2017-12-11 21:07:13 | 映画
君の名は。(Your Name、2016日本、107分)
監督:新海誠 
声:神木隆之介、上白石萌音、長澤まさみ、市原悦子
 
たがいに全く知らない高校生の男の子と女の子が、夢の中で交錯し、目が覚めたら体はもとのまま、内面が入れ替わっている。そのままではなく、戻ることもあれば、LINE(?)などで連絡することもある。それぞれ戸惑い、そのうち会ってみたいと思い、女の子の住んでいる山村への彗星最接近というサスペンスがからまる。
 
しかし、この2時間弱、長く、最後までしっかり見続けようとしたら疲れた。この不思議な世界、ストーリーとしては関心を持ち続けること、それが主人公達にとってどれだけのものか感じることは、出来なかった。
 
私がこのSF的な世界に、というよりはSNSの世界が現実と代替しうる世界に、親しんでいないからなんだろうか。そう決めつけるのは性急か。
 
またこの彗星の話、なくてはならなかったか。

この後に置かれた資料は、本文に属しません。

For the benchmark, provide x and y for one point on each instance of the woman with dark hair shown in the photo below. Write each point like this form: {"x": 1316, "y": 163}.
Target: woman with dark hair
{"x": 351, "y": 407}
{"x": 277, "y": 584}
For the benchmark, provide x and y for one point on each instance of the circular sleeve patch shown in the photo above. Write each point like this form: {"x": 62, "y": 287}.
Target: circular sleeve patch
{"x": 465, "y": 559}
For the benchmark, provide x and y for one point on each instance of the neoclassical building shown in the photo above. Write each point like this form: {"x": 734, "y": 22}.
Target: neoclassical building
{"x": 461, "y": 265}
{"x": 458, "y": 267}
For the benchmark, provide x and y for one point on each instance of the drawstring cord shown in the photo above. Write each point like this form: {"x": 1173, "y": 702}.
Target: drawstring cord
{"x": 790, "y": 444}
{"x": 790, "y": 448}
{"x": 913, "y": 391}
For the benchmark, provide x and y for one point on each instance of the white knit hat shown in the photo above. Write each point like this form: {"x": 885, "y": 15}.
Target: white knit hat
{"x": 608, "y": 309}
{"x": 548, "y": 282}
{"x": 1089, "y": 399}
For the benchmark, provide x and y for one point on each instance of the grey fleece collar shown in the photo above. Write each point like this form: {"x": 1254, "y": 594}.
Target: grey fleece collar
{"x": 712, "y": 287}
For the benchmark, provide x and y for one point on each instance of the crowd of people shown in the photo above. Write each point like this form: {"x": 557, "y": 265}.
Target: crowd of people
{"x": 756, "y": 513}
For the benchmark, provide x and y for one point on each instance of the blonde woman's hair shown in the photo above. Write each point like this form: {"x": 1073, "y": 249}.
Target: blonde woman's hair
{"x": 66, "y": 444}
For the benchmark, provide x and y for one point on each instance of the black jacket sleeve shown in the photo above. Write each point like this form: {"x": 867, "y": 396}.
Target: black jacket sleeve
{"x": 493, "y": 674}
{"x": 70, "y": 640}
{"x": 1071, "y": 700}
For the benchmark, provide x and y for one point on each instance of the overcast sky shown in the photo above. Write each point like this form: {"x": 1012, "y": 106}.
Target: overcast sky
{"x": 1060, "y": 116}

これ抜きで、二人の間の話に集中し、もう少し短くまとめ、より実験的な、確信犯的なものとしてもよかったのではないか。
 
それでも絵として優れているとは思う。建物、乗り物などを主とした外景、日常の道具などは、きわめてリアルに表出される一方、主人公たちを中心とする主たる人物たちは典型的に優れたフラット(スーパーフラット?)で、これは「約束」なんだろうが、それはどうでも技法としてきわめて洗練されている。また頻出する画面中心線の「引き戸」のクローズは、場面転換のトリガーとして効果的だ。
 
肩すかしにあったようなのだが、このおそらく何億人かにうけた作品、私とちがう世代にはなにか強いインパクトがあるのだろう。